El Comercio, Ecuador
US-Latin American Relationships
Translated By Alison Woods
27 January 2013
Edited by Daye Lee
Ecuador - El Comercio - Original Article (Spanish)
The Obama administration is changing the U.S.'s relationship with Latin America. In particular, there is a desire to make progress with Ecuador. At least, this seems to be the initial thought of John Kerry, an experienced Democratic Senator and Hillary Clinton's successor, who is now in charge of the U.S.'s international relations.
Kerry was once a presidential candidate, and for 29 years has known the international side of the Capitol as the chairman of the U.S. Senate Committee on Foreign Relations.
It is obvious that in the U.S.'s foreign policy agenda, the Middle East and Iran are the world power's priority, as well as is the withdrawal of troops from Afghanistan and arm-wrestling with great China. However, the millions of Latino votes that helped determine Obama's presidential reelection have inspired a lot of interest.
There is no need to mention that Mexico is a priority. That is clear — Mexico shares a border with the U.S., is the U.S.'s primary source of immigrants and is a key player on the drug cartel map. Venezuela is also geopolitically undeniable.

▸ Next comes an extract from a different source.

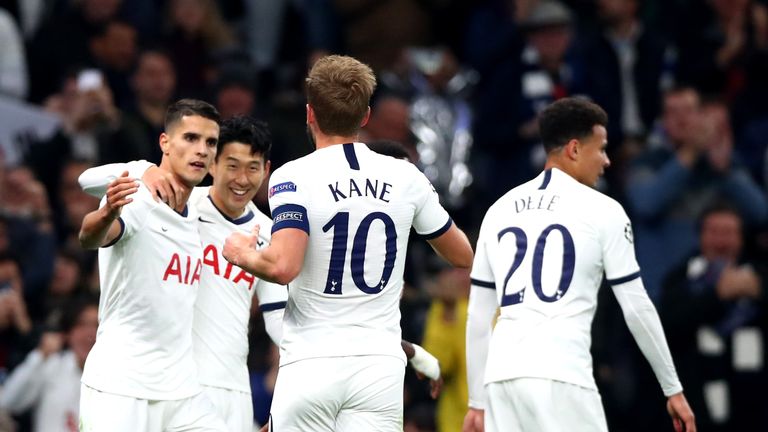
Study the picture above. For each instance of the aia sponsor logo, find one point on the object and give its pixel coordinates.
(224, 268)
(184, 270)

Taking these factors into consideration, Kerry looks forward to making progress with countries such as Bolivia and Ecuador. But is U.S. diplomacy really convinced that there is a gap that needs to be resolved? The U.S. is Ecuador's main trading partner and has taken in thousands of Ecuadorian immigrants. Beyond the presidential candidates' political discourse, Hillary Clinton's view and the new moment of the northern power, there is a need to rationalize a new, sovereign and respectful relationship.